Ich bin den Kindern nicht böse….wie könnte ich das auch. Aber mir ist das erste Mal bewusst geworden wie Jonathans Leben ablaufen wird….er wird IMMER anders sein. Er wird IMMER derjenige sein der im Mittelpunkt steht und „angeglotzt“ wird.

Wenn er in den Kindergarten kommt….wird er dann FREUNDE finden??? WIRKLICHE Freunde????
Oder wird er einfach nur „akzeptiert“ werden???

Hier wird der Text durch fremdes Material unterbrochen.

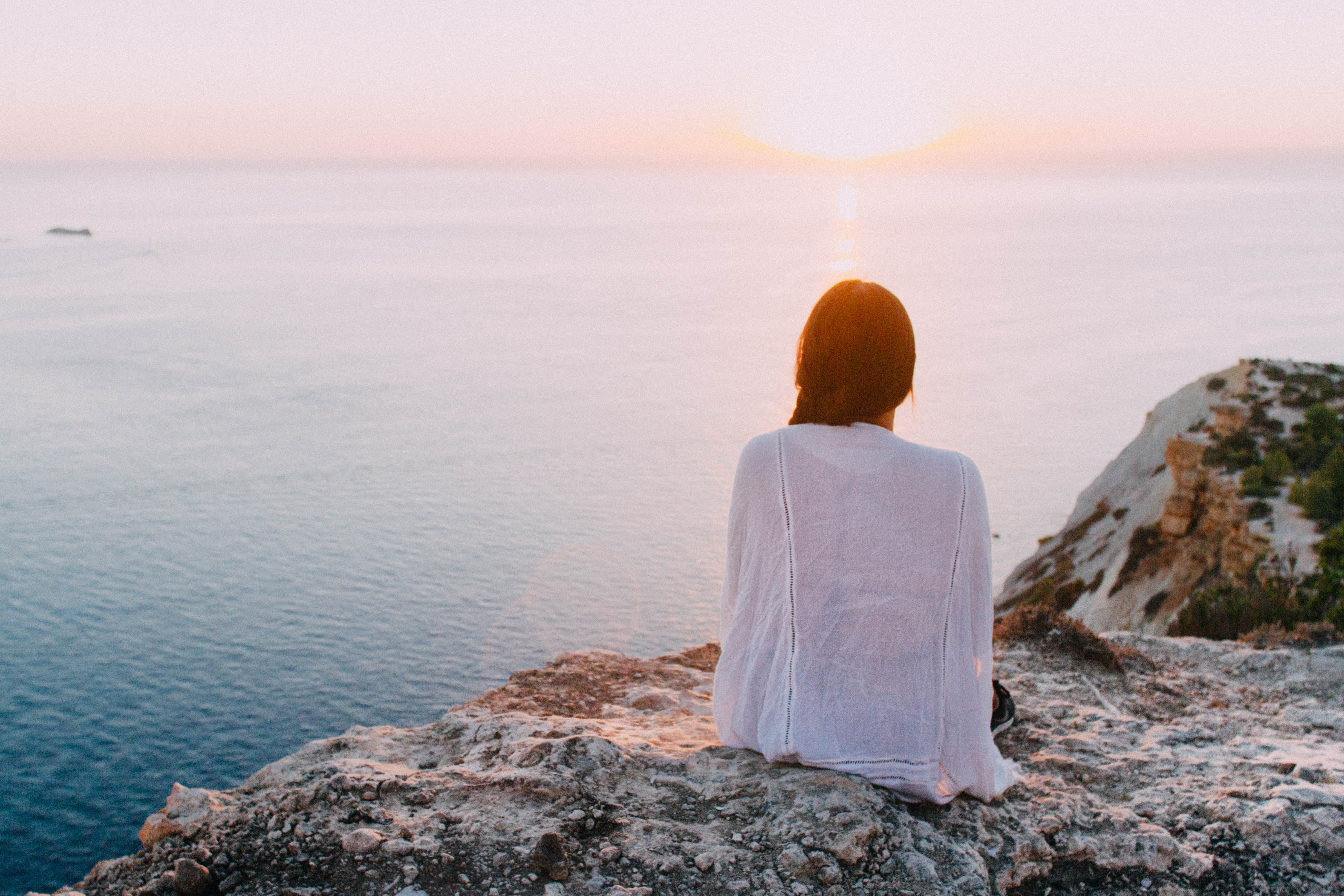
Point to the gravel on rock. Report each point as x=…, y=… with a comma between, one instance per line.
x=1198, y=768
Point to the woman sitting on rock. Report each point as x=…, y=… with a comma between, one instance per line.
x=857, y=619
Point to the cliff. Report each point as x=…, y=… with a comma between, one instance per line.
x=1159, y=522
x=1151, y=766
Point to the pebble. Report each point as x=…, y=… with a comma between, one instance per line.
x=362, y=840
x=398, y=847
x=549, y=856
x=191, y=878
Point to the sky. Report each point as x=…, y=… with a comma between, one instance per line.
x=694, y=81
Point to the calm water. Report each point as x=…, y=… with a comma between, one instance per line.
x=292, y=449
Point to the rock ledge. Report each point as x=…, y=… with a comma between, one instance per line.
x=1201, y=768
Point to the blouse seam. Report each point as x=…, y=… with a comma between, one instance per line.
x=947, y=617
x=793, y=631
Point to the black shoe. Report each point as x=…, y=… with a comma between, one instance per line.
x=1005, y=712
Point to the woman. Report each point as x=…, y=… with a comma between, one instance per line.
x=857, y=619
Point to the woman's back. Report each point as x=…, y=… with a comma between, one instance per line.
x=857, y=612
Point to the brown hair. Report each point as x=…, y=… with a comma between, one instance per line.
x=857, y=357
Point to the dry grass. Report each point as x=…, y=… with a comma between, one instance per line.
x=1065, y=634
x=1307, y=634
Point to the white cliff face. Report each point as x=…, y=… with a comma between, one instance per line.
x=1156, y=520
x=1199, y=768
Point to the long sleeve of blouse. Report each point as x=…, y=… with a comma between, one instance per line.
x=858, y=612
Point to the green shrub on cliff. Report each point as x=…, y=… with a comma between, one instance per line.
x=1322, y=496
x=1272, y=596
x=1234, y=452
x=1264, y=480
x=1315, y=438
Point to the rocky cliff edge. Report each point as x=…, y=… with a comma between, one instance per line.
x=1160, y=766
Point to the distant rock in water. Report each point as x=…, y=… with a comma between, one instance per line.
x=1156, y=766
x=1199, y=495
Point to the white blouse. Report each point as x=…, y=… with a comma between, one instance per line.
x=857, y=619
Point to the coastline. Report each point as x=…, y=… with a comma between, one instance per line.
x=1178, y=766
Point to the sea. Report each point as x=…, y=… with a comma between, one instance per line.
x=287, y=449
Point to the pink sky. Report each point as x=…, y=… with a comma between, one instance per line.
x=513, y=81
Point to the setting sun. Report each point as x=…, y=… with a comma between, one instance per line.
x=847, y=102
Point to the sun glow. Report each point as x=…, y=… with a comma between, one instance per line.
x=847, y=102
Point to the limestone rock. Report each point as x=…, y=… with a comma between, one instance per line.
x=1203, y=769
x=193, y=879
x=549, y=856
x=1158, y=520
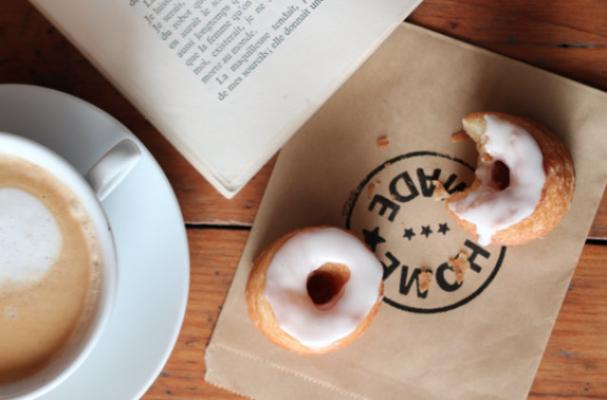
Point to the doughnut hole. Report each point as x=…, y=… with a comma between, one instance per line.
x=500, y=176
x=325, y=284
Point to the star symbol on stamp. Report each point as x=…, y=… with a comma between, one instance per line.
x=426, y=231
x=373, y=238
x=409, y=233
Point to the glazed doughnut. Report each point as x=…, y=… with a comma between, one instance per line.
x=314, y=290
x=524, y=181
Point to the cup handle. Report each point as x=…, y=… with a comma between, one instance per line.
x=113, y=167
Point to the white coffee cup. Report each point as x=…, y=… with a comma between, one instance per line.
x=103, y=177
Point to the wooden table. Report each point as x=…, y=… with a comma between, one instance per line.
x=568, y=37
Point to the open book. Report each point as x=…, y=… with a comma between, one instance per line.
x=227, y=81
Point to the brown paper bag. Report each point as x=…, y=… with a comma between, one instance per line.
x=479, y=339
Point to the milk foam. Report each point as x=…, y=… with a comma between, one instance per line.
x=30, y=238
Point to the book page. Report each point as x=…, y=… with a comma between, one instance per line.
x=227, y=81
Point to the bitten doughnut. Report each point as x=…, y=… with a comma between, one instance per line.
x=314, y=290
x=524, y=181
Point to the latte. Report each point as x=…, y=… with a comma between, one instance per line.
x=49, y=268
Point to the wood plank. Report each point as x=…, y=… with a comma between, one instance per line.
x=568, y=37
x=574, y=365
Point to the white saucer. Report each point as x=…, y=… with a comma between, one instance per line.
x=150, y=241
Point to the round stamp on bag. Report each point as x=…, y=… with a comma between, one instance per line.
x=430, y=264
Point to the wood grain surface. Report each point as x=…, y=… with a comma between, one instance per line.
x=568, y=37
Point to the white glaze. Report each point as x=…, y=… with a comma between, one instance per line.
x=492, y=210
x=286, y=288
x=30, y=239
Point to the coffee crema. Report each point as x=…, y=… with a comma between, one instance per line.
x=49, y=268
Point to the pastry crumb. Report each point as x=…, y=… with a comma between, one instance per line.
x=459, y=136
x=460, y=265
x=371, y=189
x=425, y=279
x=383, y=141
x=440, y=193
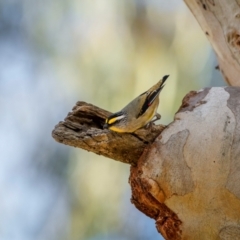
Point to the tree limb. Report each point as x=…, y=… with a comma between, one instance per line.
x=220, y=21
x=82, y=128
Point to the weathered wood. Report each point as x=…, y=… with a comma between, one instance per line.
x=82, y=128
x=188, y=180
x=220, y=21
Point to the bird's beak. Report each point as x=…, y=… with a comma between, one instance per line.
x=105, y=126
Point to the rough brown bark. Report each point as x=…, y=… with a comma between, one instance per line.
x=187, y=177
x=83, y=128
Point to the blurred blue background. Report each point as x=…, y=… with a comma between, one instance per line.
x=56, y=52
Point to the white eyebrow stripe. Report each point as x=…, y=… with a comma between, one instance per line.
x=119, y=117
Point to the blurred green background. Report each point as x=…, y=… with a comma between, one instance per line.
x=106, y=52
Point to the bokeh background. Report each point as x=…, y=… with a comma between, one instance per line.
x=56, y=52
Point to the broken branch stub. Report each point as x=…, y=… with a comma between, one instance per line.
x=188, y=180
x=83, y=128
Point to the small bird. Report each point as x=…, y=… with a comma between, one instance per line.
x=139, y=112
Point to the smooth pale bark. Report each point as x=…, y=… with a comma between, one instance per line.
x=193, y=170
x=187, y=176
x=220, y=21
x=83, y=128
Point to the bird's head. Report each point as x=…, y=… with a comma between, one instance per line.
x=115, y=121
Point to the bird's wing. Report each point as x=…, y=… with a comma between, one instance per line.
x=149, y=100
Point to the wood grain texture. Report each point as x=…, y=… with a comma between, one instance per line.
x=188, y=179
x=220, y=21
x=83, y=128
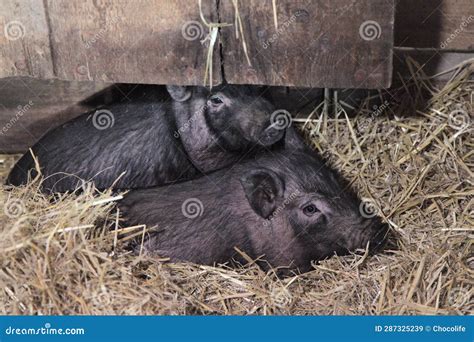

Ich meine…seien wir mal ehrlich. Die meisten von uns haben Jobs und arbeiten jeden Tag mit vielen Kollegen zusammen. Aber…wie viele dieser Kollegen treffen wir auch privat??? Im Büro MUSS man sich arrangieren und zusammen arbeiten, ob man sich persönlich mag oder nicht. Das ist eben der Job. Und die Freizeit verbringt man mit anderen Menschen, mit Menschen die man wirklich mag.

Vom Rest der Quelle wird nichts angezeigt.